The Liberal Democrats are reported to be about to press for a very unwise measure at their conference next month, one that deserves to be cut off at its roots. Their idea is to limit tax relief for pension contributions to 40%, even for those paying a higher rate of tax.
I have long argued against this sort of top slicing on the basis that income tax is a tax on income (and capital gains) and any amounts contributed to a pension pot are not income at the time they are made, but at the time they are paid out with interest. If a person makes pension contributions for 40 years and then drops dead at the age of 64 instead of after 65, he or she gets zip, nada, nichts & rien from the pension fund, so why should they be taxed on any deemed income before they die?

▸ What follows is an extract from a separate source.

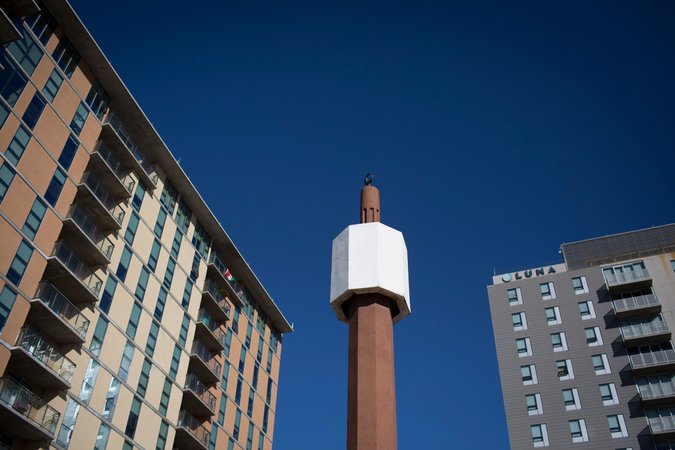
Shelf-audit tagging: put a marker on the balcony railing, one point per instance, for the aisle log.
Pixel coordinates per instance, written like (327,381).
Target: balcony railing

Ah but, say the would be taxers, making a pension contribution buys you the right to a pension, so it must be worth something and that should be taxed. You can see where they are coming from but their logic is flawed. A pension right buys you absolutely nothing until such time as the pension may be drawn and any rights you have in the fund have no value until such time as you reach the retirement age because the pension fund doesn't owe you anything until you do.
And anyway it is the most empty tax measure ever considered. If it isn't actually possible to set up pension arrangements without passing them through salary arrangements, the double taxation is avoided by taking the taxed salary and investing it outside a pension fund. The return on capital is taxable (like the pension) but the return of capital is not taxed, so the investment is taxed only once, not twice.